Risotto with Pear, Grana Padano and Balsamic Vinegar

When I worked as the Executive Chef of Felidia in New York City, the most popular dish was the “Cacio e Pere,” or Pear and Pecorino Ravioli.  It was a delicate pasta dish with a lively blend of shredded ripe pear, 3-6 month aged Pecorino Romano, Grana Padano, and mascarpone. 

At home and during cooking demonstrations, I prefer to use this flavor combination in a risotto dish.  If you wish to serve a sophisticated restaurant dish, a drizzle of traditional balsamic vinegar and freshly cut celery and celery leaves are added at the end. You can also choose to use a balsamic vinegar or reduction.

Servings: 6


  • 8 cups of vegetable stock
  • ¼ cup extra-virgin olive oil
  • 1 cup of finely chopped onion
  • 1 cup sliced leeks, white and pale green parts only (washed; save the rest for a future stock)
  • Kosher salt
  • 2 cups Carnaroli or Arborio rice
  • ½ cup dry white wine
  • 2 medium Barlett pears, peeled and grated 
  • 4 tablespoons unsalted butter, cut into cubes
  • 1 cup freshly grated Grana Padano or Parmigiano Reggiano
  • 1 cup thinly sliced celery and celery leaves
  • Freshly ground pepper to taste
  • Aceto Balsamico Tradizionale (*see note if you prefer to use a reduction of regular balsamic vinegar)

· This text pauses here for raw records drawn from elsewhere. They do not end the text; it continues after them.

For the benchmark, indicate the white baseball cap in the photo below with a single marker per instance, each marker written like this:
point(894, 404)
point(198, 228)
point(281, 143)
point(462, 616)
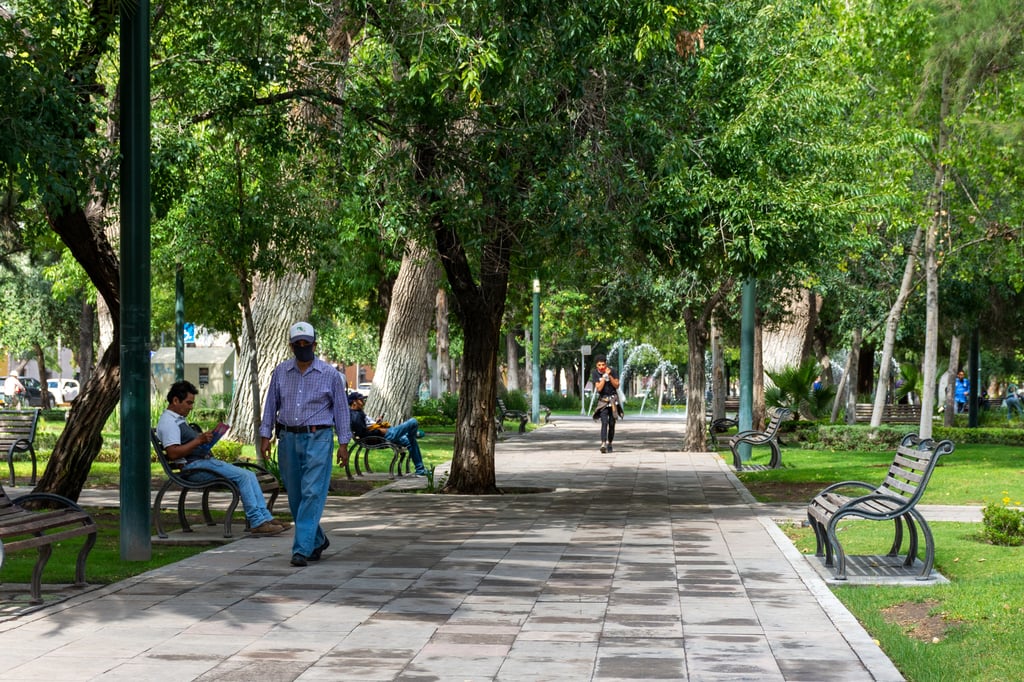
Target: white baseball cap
point(301, 332)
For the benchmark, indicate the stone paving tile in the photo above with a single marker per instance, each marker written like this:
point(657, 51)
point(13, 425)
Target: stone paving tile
point(646, 563)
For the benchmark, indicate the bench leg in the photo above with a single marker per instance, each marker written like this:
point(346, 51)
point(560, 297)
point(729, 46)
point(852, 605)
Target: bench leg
point(926, 570)
point(395, 465)
point(156, 509)
point(36, 588)
point(83, 554)
point(836, 550)
point(207, 516)
point(182, 519)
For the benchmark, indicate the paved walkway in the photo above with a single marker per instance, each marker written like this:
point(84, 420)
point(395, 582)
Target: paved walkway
point(646, 563)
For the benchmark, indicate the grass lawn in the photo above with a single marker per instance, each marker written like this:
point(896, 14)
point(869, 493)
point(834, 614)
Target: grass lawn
point(971, 629)
point(104, 564)
point(973, 474)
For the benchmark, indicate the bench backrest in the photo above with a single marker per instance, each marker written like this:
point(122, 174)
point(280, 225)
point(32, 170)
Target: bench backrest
point(911, 467)
point(172, 469)
point(775, 418)
point(7, 505)
point(17, 425)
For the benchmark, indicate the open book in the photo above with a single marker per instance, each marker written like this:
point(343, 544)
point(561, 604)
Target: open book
point(218, 433)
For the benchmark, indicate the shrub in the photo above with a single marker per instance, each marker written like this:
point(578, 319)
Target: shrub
point(516, 400)
point(228, 451)
point(557, 401)
point(1003, 525)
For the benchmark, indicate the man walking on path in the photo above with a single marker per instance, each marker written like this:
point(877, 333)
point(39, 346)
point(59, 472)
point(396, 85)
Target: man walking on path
point(305, 405)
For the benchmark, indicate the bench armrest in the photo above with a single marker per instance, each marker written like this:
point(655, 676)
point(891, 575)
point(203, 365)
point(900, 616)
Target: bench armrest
point(48, 497)
point(848, 483)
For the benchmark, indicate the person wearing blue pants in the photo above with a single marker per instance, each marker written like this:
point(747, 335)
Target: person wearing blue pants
point(182, 442)
point(1013, 402)
point(305, 408)
point(404, 433)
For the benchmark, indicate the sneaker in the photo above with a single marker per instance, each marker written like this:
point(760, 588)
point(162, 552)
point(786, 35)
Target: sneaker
point(320, 550)
point(266, 528)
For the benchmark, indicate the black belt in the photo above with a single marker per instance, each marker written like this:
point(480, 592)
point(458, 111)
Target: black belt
point(304, 429)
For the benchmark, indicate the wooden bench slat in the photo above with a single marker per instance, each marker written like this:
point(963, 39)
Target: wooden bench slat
point(206, 480)
point(756, 438)
point(23, 528)
point(894, 500)
point(17, 433)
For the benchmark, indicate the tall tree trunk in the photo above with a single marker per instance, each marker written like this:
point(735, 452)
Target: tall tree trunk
point(44, 391)
point(790, 341)
point(276, 303)
point(892, 325)
point(81, 439)
point(86, 339)
point(696, 340)
point(697, 317)
point(79, 443)
point(937, 204)
point(718, 387)
point(847, 390)
point(479, 309)
point(758, 403)
point(512, 355)
point(949, 399)
point(527, 366)
point(407, 335)
point(443, 342)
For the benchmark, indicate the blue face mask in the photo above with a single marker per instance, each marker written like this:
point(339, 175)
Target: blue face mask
point(303, 353)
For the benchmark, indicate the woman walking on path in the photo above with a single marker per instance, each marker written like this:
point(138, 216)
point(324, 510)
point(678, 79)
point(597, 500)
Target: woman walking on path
point(606, 386)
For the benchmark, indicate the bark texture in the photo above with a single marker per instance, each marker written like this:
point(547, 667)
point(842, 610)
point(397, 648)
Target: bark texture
point(790, 341)
point(407, 334)
point(443, 341)
point(276, 304)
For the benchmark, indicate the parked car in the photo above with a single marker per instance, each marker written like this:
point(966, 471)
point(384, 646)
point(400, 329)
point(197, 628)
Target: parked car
point(35, 392)
point(62, 390)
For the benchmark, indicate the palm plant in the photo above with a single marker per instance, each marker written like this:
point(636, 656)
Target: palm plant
point(794, 388)
point(910, 376)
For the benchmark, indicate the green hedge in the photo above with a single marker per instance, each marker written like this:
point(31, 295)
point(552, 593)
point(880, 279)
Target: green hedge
point(860, 436)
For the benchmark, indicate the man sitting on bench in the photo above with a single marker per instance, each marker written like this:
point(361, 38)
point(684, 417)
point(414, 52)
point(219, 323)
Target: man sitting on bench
point(182, 441)
point(403, 434)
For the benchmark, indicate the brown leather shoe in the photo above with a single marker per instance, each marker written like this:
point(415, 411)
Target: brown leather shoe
point(266, 528)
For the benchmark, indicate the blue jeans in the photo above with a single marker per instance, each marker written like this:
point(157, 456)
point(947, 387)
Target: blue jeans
point(305, 468)
point(404, 433)
point(249, 489)
point(1014, 405)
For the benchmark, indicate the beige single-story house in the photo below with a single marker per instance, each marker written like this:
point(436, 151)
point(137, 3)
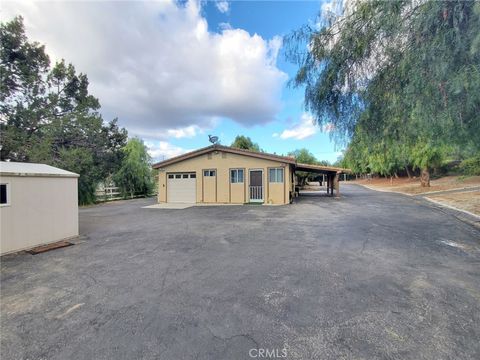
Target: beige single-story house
point(221, 174)
point(38, 205)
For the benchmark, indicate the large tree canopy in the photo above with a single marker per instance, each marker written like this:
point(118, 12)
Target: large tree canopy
point(135, 174)
point(48, 116)
point(400, 80)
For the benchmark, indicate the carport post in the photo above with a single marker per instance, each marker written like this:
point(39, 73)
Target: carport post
point(337, 184)
point(332, 184)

  1. Bring the vegetable stock to a simmer in a saucepan. 
  2. Meanwhile, heat the olive oil in a wide 3 to 4-quart braising pan. When the olive oil is hot, add the onion and leeks and cook for about 4-5 minutes, until wilted and golden.  Season with salt to taste.  
  3. Add the rice and stir gently.  Pour in the wine and cook, stirring constantly, until the wine is absorbed – about 1-2 minutes.
  4. Ladle in just enough hot vegetable stock to cover the rice and adjust the heat so the risotto is simmering.
  5. Allow the stock to be absorbed, then continue to add hot stock in small batches – enough to moisten the rice completely – cooking and stirring continuously so each successive batch is absorbed. 
  6. After about 10 minutes, add in half of the pears and stir.  Continue to add the hot stock in small batches as you did before for another 8 minutes, or until the risotto is creamy but still al dente.  It there is a little stock left over, that is fine.
  7. Remove the pan from the heat, and vigorously stir in the butter in small teaspoon-size chunks until absorbed.  Add the remaining pear, Grana Padano or Parmigiano Reggiano and stir until you have a nice, creamy mixture.   
  8. Serve the risotto in large, deep bowls, topped with freshly ground pepper.  I also like to add a few pieces of sliced celery and celery leaves for some added crunch.  Add a drizzle of traditional balsamic vinegar to make it really special.  (If you prefer to make a balsamic reduction, see the note below.)

Note:  To make a more economical balsamic reduction, simply pour 1 cup balsamic vinegar into a skillet and boil until reduced to ⅓ cup.  Cool completely before you use it. You can keep it in the refrigerator for several weeks.